After a funeral on Nov. 28, 1941, a procession of flower-bedecked cars and trucks drives down King Street, reflecting the church’s role as a hub of Chinatown life. A community brass band musters at left. (MOHAI)

As former classmates gather with her at the church’s entrance, Lau eyes the neighborhood that raised them. Whatever any signs may read, for her it always will remain Chinatown.

So what do you think, gentle readers, on this rainy Thanksgiving? Interested to hear your opinions…

4 thoughts on “Seattle Now & Then: Chinese Baptist Church nursery school, 1952”

  1. Thanks for posting your original article, and no thanks to the Times for rejecting it. Are they afraid of the big bad Trump?

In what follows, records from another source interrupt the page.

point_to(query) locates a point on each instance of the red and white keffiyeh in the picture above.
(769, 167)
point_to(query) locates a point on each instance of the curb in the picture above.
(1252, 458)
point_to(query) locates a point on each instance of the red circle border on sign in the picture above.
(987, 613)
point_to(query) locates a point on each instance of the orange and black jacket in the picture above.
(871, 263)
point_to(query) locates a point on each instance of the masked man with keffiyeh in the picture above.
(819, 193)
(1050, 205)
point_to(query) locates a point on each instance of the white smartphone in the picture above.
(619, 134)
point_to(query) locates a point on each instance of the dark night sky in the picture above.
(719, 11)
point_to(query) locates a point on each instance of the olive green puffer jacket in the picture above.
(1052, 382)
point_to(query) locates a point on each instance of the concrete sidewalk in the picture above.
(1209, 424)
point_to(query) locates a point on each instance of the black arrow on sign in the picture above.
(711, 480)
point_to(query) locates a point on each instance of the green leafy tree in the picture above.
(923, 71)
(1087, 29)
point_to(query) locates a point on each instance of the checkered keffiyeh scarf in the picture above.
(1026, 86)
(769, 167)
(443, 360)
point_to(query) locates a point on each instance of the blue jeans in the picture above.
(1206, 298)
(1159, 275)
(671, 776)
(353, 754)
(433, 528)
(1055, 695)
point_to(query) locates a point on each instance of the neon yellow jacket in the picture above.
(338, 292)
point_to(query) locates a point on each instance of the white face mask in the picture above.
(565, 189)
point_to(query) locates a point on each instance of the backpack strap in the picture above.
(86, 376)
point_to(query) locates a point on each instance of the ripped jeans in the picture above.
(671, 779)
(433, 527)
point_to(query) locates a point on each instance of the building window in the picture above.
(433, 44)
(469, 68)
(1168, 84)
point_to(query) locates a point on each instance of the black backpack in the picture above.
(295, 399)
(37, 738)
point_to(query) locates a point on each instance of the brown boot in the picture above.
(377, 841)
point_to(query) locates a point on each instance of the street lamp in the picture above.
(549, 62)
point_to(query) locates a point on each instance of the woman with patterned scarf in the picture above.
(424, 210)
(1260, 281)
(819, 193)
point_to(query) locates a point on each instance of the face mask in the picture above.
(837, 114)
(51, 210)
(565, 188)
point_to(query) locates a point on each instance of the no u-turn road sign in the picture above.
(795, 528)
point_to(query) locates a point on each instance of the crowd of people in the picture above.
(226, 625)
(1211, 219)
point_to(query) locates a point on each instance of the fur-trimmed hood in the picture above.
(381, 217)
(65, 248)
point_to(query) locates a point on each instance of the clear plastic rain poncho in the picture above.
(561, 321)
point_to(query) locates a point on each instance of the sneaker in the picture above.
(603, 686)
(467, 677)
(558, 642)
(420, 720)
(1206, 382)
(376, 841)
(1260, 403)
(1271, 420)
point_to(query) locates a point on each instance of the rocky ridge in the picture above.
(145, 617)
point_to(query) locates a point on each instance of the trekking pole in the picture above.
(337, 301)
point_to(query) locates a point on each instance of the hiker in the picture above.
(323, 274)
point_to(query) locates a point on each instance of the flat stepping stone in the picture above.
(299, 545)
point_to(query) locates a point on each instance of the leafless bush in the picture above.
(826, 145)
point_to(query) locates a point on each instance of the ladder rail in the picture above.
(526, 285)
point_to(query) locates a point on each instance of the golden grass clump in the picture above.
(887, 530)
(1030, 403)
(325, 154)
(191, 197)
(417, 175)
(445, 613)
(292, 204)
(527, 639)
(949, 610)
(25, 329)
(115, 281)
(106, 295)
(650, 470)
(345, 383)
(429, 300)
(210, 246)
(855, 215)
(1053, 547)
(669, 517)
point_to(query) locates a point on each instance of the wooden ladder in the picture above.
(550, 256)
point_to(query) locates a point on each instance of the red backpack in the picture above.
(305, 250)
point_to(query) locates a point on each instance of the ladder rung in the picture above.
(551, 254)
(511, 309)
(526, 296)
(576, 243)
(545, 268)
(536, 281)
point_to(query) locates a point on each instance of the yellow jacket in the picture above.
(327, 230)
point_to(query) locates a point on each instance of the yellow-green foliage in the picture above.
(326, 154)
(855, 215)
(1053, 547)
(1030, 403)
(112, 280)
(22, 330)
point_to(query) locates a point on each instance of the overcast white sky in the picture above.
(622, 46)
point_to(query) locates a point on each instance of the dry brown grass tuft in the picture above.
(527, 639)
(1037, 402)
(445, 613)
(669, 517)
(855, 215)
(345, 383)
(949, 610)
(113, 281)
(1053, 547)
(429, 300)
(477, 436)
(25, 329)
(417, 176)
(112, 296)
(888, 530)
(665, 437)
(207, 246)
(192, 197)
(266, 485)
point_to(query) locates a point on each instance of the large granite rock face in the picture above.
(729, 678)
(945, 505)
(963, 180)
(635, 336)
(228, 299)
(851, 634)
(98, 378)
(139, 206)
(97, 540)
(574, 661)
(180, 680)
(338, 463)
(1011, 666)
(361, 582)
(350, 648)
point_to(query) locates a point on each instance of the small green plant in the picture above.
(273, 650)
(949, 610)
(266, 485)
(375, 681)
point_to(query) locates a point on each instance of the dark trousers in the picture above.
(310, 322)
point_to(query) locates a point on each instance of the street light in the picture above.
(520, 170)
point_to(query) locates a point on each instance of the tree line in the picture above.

    1. Bit of a puzzler, I fear. There was a concern this particular topic was just too controversial. Interestingly, as Brien Chow points out, it’s been bumping around since the early 1950s, when his mom first raised her voice in protest.

  2. The issue, since the days of Mayor Devin, is power and control. Secondly, it’s about cultural erasure. In Mayor Devin’s case, he wanted to create an area specifically for four peoples of color to prevent them from spreading into white downtown, the boundary being Yesler Way. It’s not a coincidence the boundaries of his International Center coincides with the military off limits boundaries (Jackson Street After Hours by Paul DeBarros). In more modern times, with regard to power and control, you can’t say you represent Chinatown if you’re not Chinese and not connected to the Chong Wa Benevolent Association, the local tongs and the various family associations. Hence the need to “erase” Chinatown in favor of a generic term for people of color. It begs the question of: Why are only Chinese, Japanese, African Americans and Filipinos labeled “international”? Some would aruge the mayor was merely “enlightened,” but if one looks at the historic context of redlining in real estate, banking, and segregated cemetaries, it’s obvious Mayor Devin was not enlightened but using the pretext of honoring people of color to keep them out of white downtown. Here’s how my father protested the Mayor’s proclamation: https://frontporch.seattle.gov/2021/12/01/seattle-histories-chinatown-childhood/

    1. Thanks, Betty, for your extraordinarily valuable contribution. It’s so important to recognize and confront these issues that bedevil us today. Sorry that The Times refused to make space for that.